The irony is that the chair we wanted was £79. And the plastic one was £49. We knew this because during the time we had been waiting for the shop assistant to achieve the square root of fuck all, we had looked up all the prices in the catalogue.
"We don’t want to know the prices, we know them already," said my girlfriend, getting increasingly irate. However the supervisor was not to be deterred, and moments later told us the prices we already knew.
"Let’s just go," said my girlfriend, but I was ready to give it just one last go.
"Look, all we want to do is buy this one chair," I began.
The shop assistant nodded his understanding.
"And that chair is over there." I pointed to the chair on the shop floor.
The shop assistant shrugged.
"So the easiest thing in the world would be to buy that chair, over there."
The shop assistant shrugged again. This time helplessly.
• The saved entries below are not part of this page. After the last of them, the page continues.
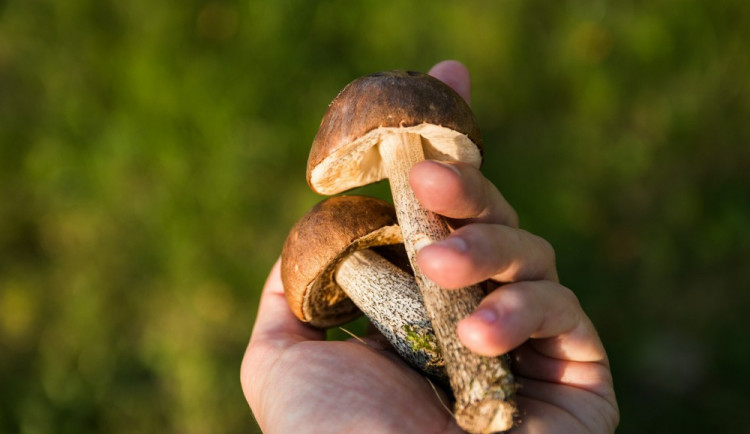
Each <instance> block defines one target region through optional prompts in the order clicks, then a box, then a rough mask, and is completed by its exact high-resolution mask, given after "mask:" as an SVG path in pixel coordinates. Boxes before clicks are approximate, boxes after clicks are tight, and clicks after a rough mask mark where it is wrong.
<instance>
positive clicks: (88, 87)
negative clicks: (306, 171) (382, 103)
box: [0, 0, 750, 433]
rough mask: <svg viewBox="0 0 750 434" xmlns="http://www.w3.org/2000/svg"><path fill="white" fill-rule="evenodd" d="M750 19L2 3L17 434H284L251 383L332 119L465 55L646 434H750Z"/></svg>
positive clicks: (584, 10) (472, 7)
mask: <svg viewBox="0 0 750 434" xmlns="http://www.w3.org/2000/svg"><path fill="white" fill-rule="evenodd" d="M748 5H750V3H748V2H747V1H746V0H737V1H731V0H726V1H708V0H707V1H695V0H681V1H672V0H653V1H648V2H646V1H618V2H609V1H601V0H591V1H585V0H568V1H560V2H543V1H520V0H507V1H479V0H465V1H461V2H448V1H436V0H433V1H423V2H419V1H412V2H401V1H384V0H379V1H360V2H352V1H343V0H341V1H318V2H313V1H290V0H286V1H283V0H279V1H265V2H262V1H248V0H245V1H230V0H226V1H222V0H215V1H206V0H181V1H176V0H174V1H161V2H158V1H145V0H129V1H112V0H71V1H57V2H53V1H43V0H17V1H8V0H4V1H0V432H3V433H6V432H7V433H88V432H92V433H93V432H111V433H117V432H128V433H130V432H173V433H217V432H221V433H241V432H255V431H257V426H256V425H255V423H254V422H253V419H252V415H251V413H250V411H249V409H248V408H247V405H246V403H245V401H244V398H243V396H242V392H241V390H240V385H239V365H240V360H241V357H242V353H243V351H244V347H245V345H246V342H247V339H248V337H249V333H250V330H251V326H252V323H253V318H254V313H255V309H256V304H257V301H258V293H259V291H260V288H261V285H262V283H263V281H264V279H265V276H266V273H267V271H268V269H269V268H270V266H271V265H272V264H273V262H274V261H275V259H276V257H277V255H278V254H279V252H280V246H281V244H282V242H283V240H284V238H285V236H286V232H287V230H288V229H289V227H290V226H291V225H292V223H293V222H294V221H295V220H296V219H297V218H298V217H300V216H301V215H302V214H303V213H304V212H305V211H306V210H307V209H309V208H310V207H311V206H312V205H313V204H314V203H316V202H317V201H318V200H320V199H321V197H319V196H316V195H315V194H313V193H312V192H311V191H310V190H309V189H308V187H307V185H306V183H305V178H304V170H305V162H306V159H307V153H308V149H309V145H310V143H311V141H312V138H313V136H314V134H315V131H316V129H317V126H318V123H319V121H320V118H321V117H322V115H323V112H324V110H325V108H326V106H327V104H328V102H329V101H330V100H331V99H332V98H333V97H334V96H335V95H336V93H337V92H338V91H339V90H340V89H341V88H342V87H343V86H344V85H345V84H346V83H347V82H349V81H350V80H352V79H354V78H355V77H358V76H360V75H363V74H366V73H370V72H374V71H378V70H385V69H394V68H404V69H413V70H422V71H426V70H427V69H429V68H430V66H431V65H432V64H434V63H435V62H437V61H439V60H442V59H446V58H455V59H459V60H461V61H463V62H464V63H466V64H467V65H468V66H469V68H470V69H471V71H472V73H473V85H474V92H473V98H474V99H473V107H474V109H475V113H476V115H477V118H478V119H479V121H480V125H481V126H482V129H483V133H484V136H485V142H486V162H485V165H484V168H483V171H484V173H485V174H486V176H487V177H489V178H490V179H491V180H493V181H494V182H495V183H496V184H497V185H498V187H499V188H500V190H501V191H502V192H503V193H504V194H505V196H506V197H507V198H508V199H509V201H510V202H511V203H512V204H513V205H514V206H515V207H516V208H517V210H518V212H519V214H520V217H521V223H522V226H523V227H524V228H526V229H528V230H530V231H532V232H535V233H537V234H539V235H541V236H543V237H545V238H547V239H549V240H550V241H551V242H552V243H553V245H554V246H555V248H556V251H557V255H558V263H559V268H560V275H561V278H562V280H563V282H564V283H565V284H566V285H567V286H569V287H571V288H573V289H574V290H575V291H576V292H577V293H578V295H579V297H580V299H581V303H582V304H583V306H584V308H585V309H586V310H587V312H588V313H589V314H590V316H591V317H592V318H593V320H594V322H595V323H596V325H597V326H598V328H599V330H600V333H601V336H602V338H603V340H604V342H605V344H606V346H607V348H608V351H609V353H610V358H611V360H612V367H613V372H614V375H615V381H616V390H617V393H618V398H619V402H620V406H621V410H622V423H621V427H620V430H619V432H622V433H643V432H736V430H737V429H738V428H739V430H741V428H740V427H743V426H744V427H747V426H748V424H750V416H749V414H750V413H749V412H747V411H746V409H747V408H748V407H750V393H748V390H750V372H749V371H748V369H749V367H750V363H749V362H748V357H749V356H750V350H749V349H748V348H750V347H748V345H747V336H746V335H747V333H748V330H750V327H749V326H750V321H748V313H747V312H748V309H750V300H749V298H750V295H748V291H749V290H750V264H748V262H749V259H750V229H748V226H749V223H750V194H748V193H749V190H750V189H749V188H748V187H749V186H750V176H749V173H750V152H749V149H750V146H749V145H750V129H749V128H748V125H749V124H750V123H749V122H748V117H749V116H750V60H749V56H748V46H750V25H748V23H750V12H749V11H750V7H749V6H748ZM364 192H365V193H368V194H375V195H380V196H381V197H387V189H386V188H384V187H382V186H379V187H374V188H371V189H370V190H365V191H364Z"/></svg>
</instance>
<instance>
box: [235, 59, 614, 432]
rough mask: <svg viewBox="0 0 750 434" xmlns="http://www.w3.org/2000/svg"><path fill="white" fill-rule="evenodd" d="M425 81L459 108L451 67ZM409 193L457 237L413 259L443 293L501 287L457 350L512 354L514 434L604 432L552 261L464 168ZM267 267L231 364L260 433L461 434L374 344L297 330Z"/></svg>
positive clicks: (600, 341)
mask: <svg viewBox="0 0 750 434" xmlns="http://www.w3.org/2000/svg"><path fill="white" fill-rule="evenodd" d="M430 73H431V74H432V75H434V76H436V77H437V78H439V79H441V80H443V81H444V82H446V83H448V84H449V85H451V86H452V87H453V88H454V89H456V90H457V91H458V92H459V93H460V94H461V95H462V96H463V97H464V98H465V99H467V101H468V92H469V81H468V80H469V76H468V72H467V71H466V69H465V68H464V67H463V66H462V65H460V64H458V63H456V62H442V63H440V64H438V65H436V66H435V67H434V68H433V69H432V70H431V71H430ZM410 180H411V185H412V188H413V189H414V191H415V193H416V195H417V198H418V199H419V201H420V202H421V203H422V205H423V206H425V207H426V208H427V209H429V210H431V211H433V212H436V213H438V214H442V215H444V216H446V217H448V218H449V219H450V221H451V223H452V224H453V226H454V227H455V228H456V231H455V232H454V233H453V234H452V235H451V236H450V237H449V238H448V239H446V240H445V241H443V242H440V243H436V244H433V245H431V246H427V247H425V248H423V249H422V250H421V251H420V253H419V256H418V261H419V265H420V268H421V269H422V270H423V271H424V273H425V274H426V276H427V277H428V278H430V279H432V280H433V281H435V282H436V283H438V284H440V285H441V286H444V287H446V288H454V287H462V286H466V285H469V284H473V283H477V282H480V281H484V280H487V279H490V280H493V281H495V282H502V283H503V285H501V286H499V287H498V288H497V289H495V290H494V291H493V292H491V293H490V294H489V295H488V296H487V297H486V298H485V299H484V301H483V302H482V303H481V305H480V307H479V309H478V310H477V312H475V313H474V314H473V315H472V316H470V317H469V318H466V319H465V320H464V321H462V322H461V323H460V324H459V327H458V330H457V332H458V334H459V337H460V339H461V340H462V342H463V343H464V345H466V346H467V347H468V348H469V349H471V350H473V351H475V352H477V353H480V354H483V355H489V356H494V355H499V354H502V353H506V352H509V351H511V350H513V349H515V350H514V351H513V353H512V354H513V358H514V361H515V363H514V369H515V371H516V375H517V377H518V380H519V382H520V384H521V388H520V389H519V391H518V403H519V408H520V412H521V419H522V421H523V423H522V424H521V425H520V426H518V427H516V428H514V430H513V432H555V433H559V432H576V433H578V432H611V431H613V430H614V427H615V426H616V425H617V420H618V417H619V413H618V410H617V404H616V401H615V398H614V391H613V388H612V379H611V374H610V371H609V365H608V361H607V357H606V353H605V352H604V348H603V346H602V344H601V341H600V340H599V338H598V336H597V334H596V330H595V329H594V327H593V325H592V324H591V322H590V321H589V319H588V318H587V317H586V315H585V314H584V313H583V310H582V309H581V307H580V305H579V304H578V301H577V299H576V297H575V295H573V293H572V292H571V291H569V290H567V289H565V288H564V287H562V286H561V285H559V283H557V272H556V269H555V263H554V253H553V251H552V249H551V247H550V246H549V244H548V243H546V242H545V241H544V240H542V239H541V238H538V237H536V236H534V235H531V234H529V233H527V232H525V231H522V230H520V229H518V219H517V217H516V214H515V211H514V210H513V209H512V208H511V207H510V205H509V204H508V203H507V202H506V201H505V200H504V198H503V197H502V195H501V194H500V193H499V192H498V191H497V189H496V188H495V187H494V186H493V185H492V184H491V183H490V182H489V181H488V180H487V179H486V178H484V177H483V176H482V175H481V173H479V171H477V170H476V169H474V168H472V167H471V166H468V165H465V164H460V163H455V164H444V163H443V164H441V163H436V162H432V161H426V162H423V163H420V164H418V165H417V166H415V167H414V169H413V170H412V173H411V179H410ZM278 268H279V267H278V264H277V265H276V266H275V267H274V269H273V270H272V272H271V275H270V276H269V279H268V281H267V282H266V285H265V288H264V290H263V295H262V298H261V304H260V306H259V309H258V316H257V319H256V323H255V327H254V329H253V334H252V337H251V340H250V344H249V345H248V348H247V351H246V353H245V358H244V360H243V364H242V385H243V390H244V392H245V397H246V398H247V400H248V403H249V404H250V407H251V408H252V410H253V412H254V414H255V416H256V419H257V421H258V423H259V425H260V426H261V428H262V429H263V430H264V431H265V432H269V433H273V432H281V433H285V432H291V431H292V430H293V431H295V432H308V431H309V432H321V428H323V430H325V431H326V432H349V431H355V430H356V431H362V430H365V431H370V432H389V433H391V432H393V433H396V432H409V433H411V432H461V430H460V429H459V428H458V427H457V426H456V424H455V422H454V421H453V418H452V417H451V415H450V414H449V413H448V412H447V411H446V410H445V408H444V407H443V404H442V402H445V401H446V397H445V395H444V394H442V393H441V392H439V391H437V390H436V389H434V388H433V387H431V386H430V384H429V383H428V382H427V380H425V379H424V378H423V377H422V376H421V375H419V374H418V373H417V372H415V371H414V370H412V369H411V368H410V367H409V366H408V365H406V364H405V363H404V362H403V361H401V360H400V359H399V358H398V357H397V356H395V355H394V354H393V352H392V351H390V349H389V348H388V347H387V345H385V344H383V343H382V341H381V340H380V339H377V338H376V337H374V336H368V337H365V338H363V339H361V340H356V339H351V340H349V341H344V342H327V341H325V333H324V332H322V331H320V330H316V329H313V328H310V327H308V326H307V325H305V324H303V323H301V322H299V321H298V320H297V319H296V318H295V317H294V315H293V314H292V313H291V311H290V309H289V307H288V305H287V301H286V299H285V297H284V293H283V287H282V284H281V281H280V277H279V270H278Z"/></svg>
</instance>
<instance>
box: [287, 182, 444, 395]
mask: <svg viewBox="0 0 750 434" xmlns="http://www.w3.org/2000/svg"><path fill="white" fill-rule="evenodd" d="M402 242H403V240H402V237H401V231H400V229H399V227H398V225H397V224H396V214H395V211H394V209H393V206H391V205H390V204H388V203H386V202H384V201H382V200H379V199H375V198H372V197H366V196H337V197H332V198H329V199H326V200H324V201H322V202H320V203H319V204H317V205H316V206H315V207H313V208H312V209H311V210H310V211H309V212H308V213H307V214H305V215H304V216H303V217H302V218H301V219H300V220H299V221H297V223H296V224H295V225H294V227H292V230H291V231H290V233H289V236H288V237H287V239H286V242H285V243H284V249H283V251H282V254H281V278H282V281H283V283H284V290H285V293H286V296H287V300H288V301H289V305H290V307H291V308H292V311H293V312H294V314H295V315H296V316H297V317H298V318H299V319H300V320H302V321H304V322H307V323H309V324H310V325H313V326H315V327H320V328H329V327H334V326H337V325H341V324H343V323H345V322H347V321H349V320H352V319H354V318H356V317H357V316H359V315H360V311H361V312H363V313H364V314H365V315H366V316H367V317H368V318H369V319H370V322H371V323H372V324H373V325H374V326H375V327H376V328H377V329H378V330H379V331H380V332H381V333H382V334H383V336H384V337H385V338H386V339H388V341H389V342H390V343H391V345H392V346H393V347H394V349H395V350H396V352H398V354H399V355H401V357H402V358H403V359H405V360H406V361H407V362H409V363H410V364H411V365H412V366H414V367H416V368H417V369H419V370H420V371H422V372H423V373H424V374H426V375H427V376H428V377H430V378H431V379H433V380H435V381H436V382H437V383H438V384H441V385H444V386H445V385H447V384H448V380H447V376H446V374H445V366H444V363H443V359H442V356H441V353H440V350H439V347H438V344H437V340H436V338H435V334H434V332H433V330H432V326H431V324H430V320H429V319H428V317H427V311H426V310H425V308H424V305H423V303H422V298H421V296H420V294H419V289H418V288H417V285H416V283H415V282H414V278H413V277H412V275H411V274H410V273H409V272H407V271H405V270H404V269H402V268H401V267H404V268H408V262H407V260H406V257H405V256H406V255H405V252H403V249H404V248H403V244H402ZM396 264H400V265H401V267H399V266H398V265H396Z"/></svg>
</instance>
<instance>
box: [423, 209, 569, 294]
mask: <svg viewBox="0 0 750 434" xmlns="http://www.w3.org/2000/svg"><path fill="white" fill-rule="evenodd" d="M417 262H418V264H419V267H420V269H421V270H422V272H424V274H425V276H427V278H429V279H430V280H432V281H433V282H435V283H437V284H438V285H440V286H441V287H443V288H461V287H464V286H468V285H472V284H475V283H479V282H482V281H484V280H487V279H492V280H495V281H497V282H518V281H524V280H530V281H535V280H551V281H556V280H557V269H556V268H555V254H554V251H553V250H552V247H551V246H550V245H549V243H548V242H547V241H545V240H544V239H542V238H540V237H538V236H536V235H533V234H531V233H529V232H526V231H524V230H521V229H513V228H509V227H508V226H502V225H493V224H484V223H477V224H472V225H468V226H464V227H461V228H459V229H457V230H456V231H454V232H453V233H452V234H451V235H450V236H449V237H448V238H446V239H445V240H443V241H439V242H436V243H433V244H430V245H428V246H426V247H424V248H422V250H420V251H419V254H418V256H417Z"/></svg>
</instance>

"We aren’t going to be able to buy that chair from this shop, are we?"
The supervisor with all the social skills of an angry puff adder piped up again.
"Well, if they want the chair, they either need to order it," she said to the shop assistant, as clearly we weren’t worth talking to directly. "They can pick it up from the store or get it delivered to their home."
Perhaps we should have pointed out that we had already wasted close on 45 minutes in the store, so waiting for longer for the chair would have been insulting. Perhaps we could have pointed out that we would have had to have wasted further time in waiting for the chair to be delivered, or coming back to the store to pick it up. Or perhaps we should have pointed out once again that the chair was less than 50 metres away from us.
But it was time to cut our losses, and move in with our lives.
My girlfriend said again "Let’s go." I nodded, and we left the bemused shop assistant to listen to his supervisor bang on about prices.
We went to buy a chair. We found the chair we wanted. It was in the shop. And it is still in the shop. And will be there, I reckon, for the foreseeable future.